More importantly, more and more American women of childbearing age are making the choice to have fewer or no children. There are any number of reasons for their choices: the hazards of the climate crisis; unsuitable male partners; mistrust in federal institutions (including, for instance, Social Security, the Supreme Court, and reproductive healthcare); the exorbitant mental, physical, and financial costs of raising children; a continued patriarchal expectation that women do the preponderance of this raising; deep skepticism about the “family values” mantra that does not guarantee or provide actual supports for mothers and their children; the perils of pregnancy to their physical and mental health; and a determination to enhance their personal freedom and bodily autonomy by being child-free. Moreover, some women do not make the choice to be child-free but also cannot afford the high financial and emotional costs of In-Vitro Fertilization (IVF), a procedure under threat with the overturning of Roe v. Wade. And, of course, there are women who never have a choice—those who are raped, whether by known or unknown assailants.
It seems to me that as long as women have the choice to be child-free or to limit the number of children they bear, the birth rate will simply plateau or continue to decline and the US military and higher education—among other institutions—will continue to feel the effects. To be clear: I think women should be able to choose whether and under what conditions they will have children.
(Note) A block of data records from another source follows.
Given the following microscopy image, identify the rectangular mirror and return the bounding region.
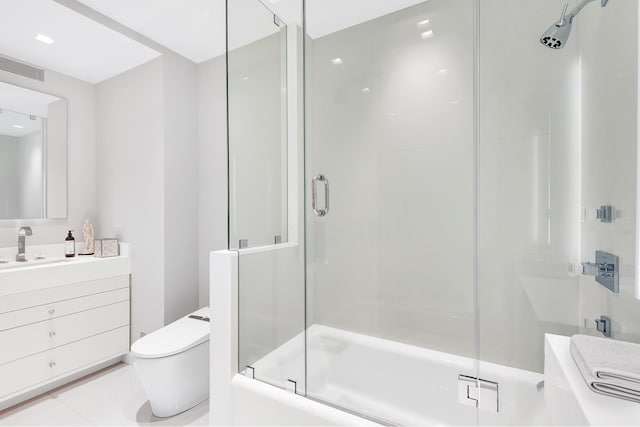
[0,82,67,220]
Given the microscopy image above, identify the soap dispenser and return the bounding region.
[64,230,76,258]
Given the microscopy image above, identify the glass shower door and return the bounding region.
[305,0,477,425]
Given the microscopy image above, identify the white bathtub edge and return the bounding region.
[231,374,380,426]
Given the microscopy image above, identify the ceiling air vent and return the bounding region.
[0,56,44,82]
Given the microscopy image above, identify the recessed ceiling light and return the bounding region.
[36,34,55,44]
[420,30,433,40]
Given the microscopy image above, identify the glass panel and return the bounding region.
[227,0,288,248]
[232,0,305,394]
[305,0,475,425]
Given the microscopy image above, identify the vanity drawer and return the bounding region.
[0,326,129,398]
[0,301,129,366]
[0,274,129,313]
[0,288,129,331]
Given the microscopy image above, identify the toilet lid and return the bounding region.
[131,307,211,359]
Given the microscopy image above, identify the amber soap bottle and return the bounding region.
[64,230,76,258]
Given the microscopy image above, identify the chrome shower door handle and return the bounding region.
[311,173,329,217]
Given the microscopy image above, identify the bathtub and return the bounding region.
[236,325,550,425]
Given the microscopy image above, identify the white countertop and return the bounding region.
[0,243,131,297]
[545,334,640,425]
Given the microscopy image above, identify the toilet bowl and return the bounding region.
[131,307,210,418]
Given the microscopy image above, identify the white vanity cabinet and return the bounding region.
[0,249,130,410]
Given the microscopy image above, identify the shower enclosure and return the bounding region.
[221,0,639,425]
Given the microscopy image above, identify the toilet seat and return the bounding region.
[131,307,211,359]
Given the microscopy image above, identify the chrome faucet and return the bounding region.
[16,227,33,262]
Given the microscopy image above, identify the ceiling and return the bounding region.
[0,0,160,83]
[79,0,225,63]
[0,82,60,117]
[0,0,428,83]
[78,0,428,63]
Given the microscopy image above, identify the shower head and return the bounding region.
[540,9,573,49]
[540,0,609,49]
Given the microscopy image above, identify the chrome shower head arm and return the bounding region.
[567,0,609,21]
[556,3,569,27]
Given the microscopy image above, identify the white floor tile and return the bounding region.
[0,364,209,426]
[0,396,90,426]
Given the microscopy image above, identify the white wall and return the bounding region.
[578,2,640,342]
[478,0,593,372]
[16,130,43,218]
[164,55,199,323]
[95,58,168,340]
[198,56,227,306]
[0,70,97,247]
[46,99,69,218]
[0,135,18,219]
[96,55,199,340]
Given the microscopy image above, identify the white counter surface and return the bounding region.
[0,243,131,297]
[544,334,640,425]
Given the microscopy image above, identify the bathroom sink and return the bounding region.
[0,258,71,270]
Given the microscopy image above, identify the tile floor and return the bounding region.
[0,363,209,426]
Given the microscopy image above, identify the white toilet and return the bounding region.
[131,307,210,417]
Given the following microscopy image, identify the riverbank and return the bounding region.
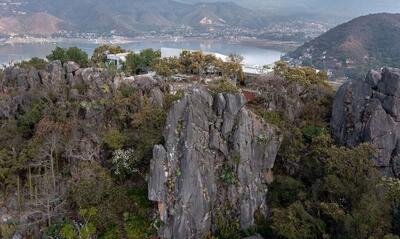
[0,36,301,52]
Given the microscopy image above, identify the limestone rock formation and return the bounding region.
[331,68,400,177]
[149,87,281,239]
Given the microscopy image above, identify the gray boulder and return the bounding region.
[149,87,281,239]
[64,61,80,73]
[331,68,400,177]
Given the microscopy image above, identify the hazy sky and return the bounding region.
[182,0,400,17]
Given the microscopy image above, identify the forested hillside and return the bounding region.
[288,13,400,78]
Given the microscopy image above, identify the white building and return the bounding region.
[107,52,129,68]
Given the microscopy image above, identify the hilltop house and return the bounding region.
[107,52,129,69]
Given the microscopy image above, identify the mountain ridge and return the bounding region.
[288,13,400,78]
[0,0,265,34]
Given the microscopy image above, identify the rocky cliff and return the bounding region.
[148,88,281,239]
[331,68,400,177]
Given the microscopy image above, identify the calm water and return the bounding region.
[0,41,282,65]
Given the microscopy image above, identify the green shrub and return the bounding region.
[124,213,154,239]
[165,90,185,110]
[16,57,48,70]
[220,165,239,185]
[103,128,125,150]
[208,80,239,95]
[215,209,242,239]
[268,175,306,207]
[17,102,45,137]
[301,125,326,141]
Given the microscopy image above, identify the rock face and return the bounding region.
[331,68,400,177]
[149,88,281,239]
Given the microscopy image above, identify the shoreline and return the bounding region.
[0,36,301,52]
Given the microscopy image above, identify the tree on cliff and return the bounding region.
[47,47,89,67]
[91,45,126,64]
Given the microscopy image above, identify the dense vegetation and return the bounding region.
[248,63,400,239]
[0,46,400,239]
[289,14,400,78]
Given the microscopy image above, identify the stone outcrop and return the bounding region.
[149,87,281,239]
[0,61,164,120]
[331,68,400,177]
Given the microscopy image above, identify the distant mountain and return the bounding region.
[288,13,400,78]
[0,0,265,34]
[179,0,400,20]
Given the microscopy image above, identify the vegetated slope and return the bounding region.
[0,12,62,35]
[0,0,264,33]
[289,13,400,78]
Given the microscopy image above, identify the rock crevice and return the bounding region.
[149,87,281,239]
[331,68,400,177]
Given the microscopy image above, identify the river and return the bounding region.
[0,40,283,65]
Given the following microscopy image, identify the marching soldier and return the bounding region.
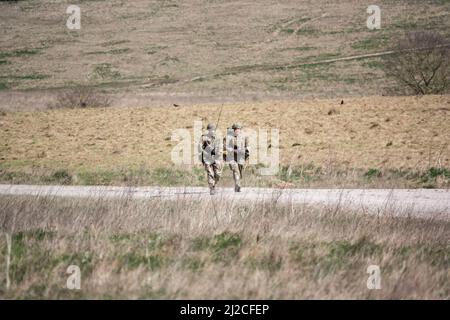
[199,123,223,195]
[224,123,250,192]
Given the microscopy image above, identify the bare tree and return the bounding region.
[384,31,450,95]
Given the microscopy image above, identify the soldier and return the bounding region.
[224,123,250,192]
[199,123,223,195]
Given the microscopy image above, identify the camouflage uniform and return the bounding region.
[224,124,250,192]
[199,124,223,194]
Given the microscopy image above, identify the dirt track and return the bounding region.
[0,185,450,220]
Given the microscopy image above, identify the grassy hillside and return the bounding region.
[0,0,450,99]
[0,96,450,187]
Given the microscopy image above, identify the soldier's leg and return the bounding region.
[213,161,223,184]
[230,161,241,192]
[205,164,216,190]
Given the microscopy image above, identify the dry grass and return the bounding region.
[0,96,450,181]
[0,0,449,100]
[0,194,450,299]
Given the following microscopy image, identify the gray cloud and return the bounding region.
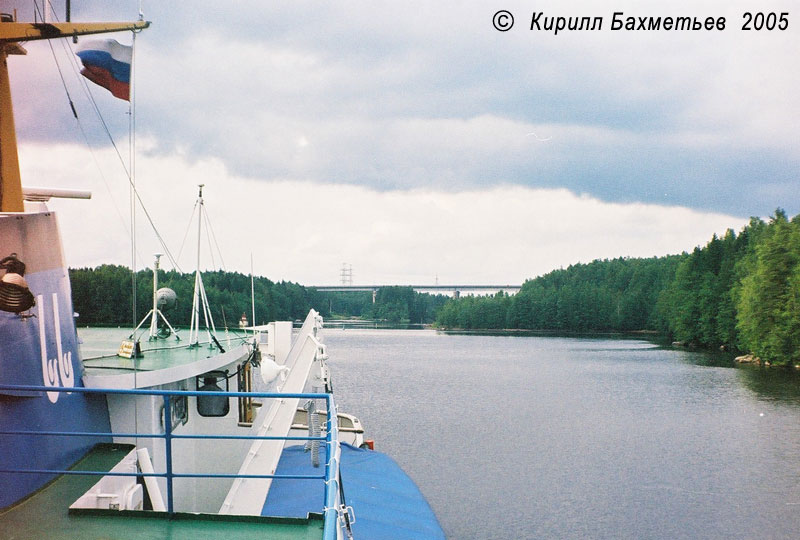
[9,2,800,216]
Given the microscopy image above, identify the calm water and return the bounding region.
[325,329,800,540]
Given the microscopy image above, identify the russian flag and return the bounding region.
[75,39,133,101]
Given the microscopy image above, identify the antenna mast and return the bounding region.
[189,184,217,347]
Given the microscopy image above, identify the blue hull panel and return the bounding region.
[261,444,444,540]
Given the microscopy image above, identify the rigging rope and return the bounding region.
[39,3,182,272]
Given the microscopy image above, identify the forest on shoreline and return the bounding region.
[70,209,800,364]
[436,209,800,365]
[69,265,447,328]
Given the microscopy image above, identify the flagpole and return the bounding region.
[128,32,138,326]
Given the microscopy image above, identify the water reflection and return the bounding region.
[736,366,800,405]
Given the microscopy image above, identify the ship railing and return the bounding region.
[0,385,342,540]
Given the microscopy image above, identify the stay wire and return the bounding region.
[53,24,182,272]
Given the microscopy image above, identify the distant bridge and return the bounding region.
[306,285,522,303]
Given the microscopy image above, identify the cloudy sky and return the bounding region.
[3,0,800,285]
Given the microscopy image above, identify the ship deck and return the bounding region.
[78,328,252,388]
[0,444,323,540]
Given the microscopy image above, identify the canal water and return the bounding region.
[325,329,800,540]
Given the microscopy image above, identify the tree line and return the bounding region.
[69,265,446,327]
[436,209,800,364]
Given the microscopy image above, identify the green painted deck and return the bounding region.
[0,444,322,540]
[78,328,248,375]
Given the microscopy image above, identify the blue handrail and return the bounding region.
[0,385,340,540]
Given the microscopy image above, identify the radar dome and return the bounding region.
[156,287,178,311]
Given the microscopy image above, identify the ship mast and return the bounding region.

Thus, I can’t help wondering whether fear about the declining birth rate is partly behind the work of other institutions: the Supreme Court’s overturning of Roe v. Wade and the subsequent criminalization by states, the banning of drugs to induce early-term abortion, and the threat to de-legalize contraception. These actions indicate the presumption that female bodies ought to reproduce and that women are not authentic women when they are child-free, by choice or not. Not only does this presumption produce moral outrage when women defy their socially-prescribed role, I don’t think it's hyperbole to say that these actions indicate that women must be forced to reproduce and must not have choice.
“Be All You Can Be” suggests there are no limits on what a person may opt to become. That might mean choosing to be child-free, the very thing that, at base, poses a risk to the Army’s welfare. Perhaps the fear about the declining birth rate and its impact on American society is why the threat of forced pregnancy, à la Gilead from The Handmaid’s Tale, resonates so deeply with young American women.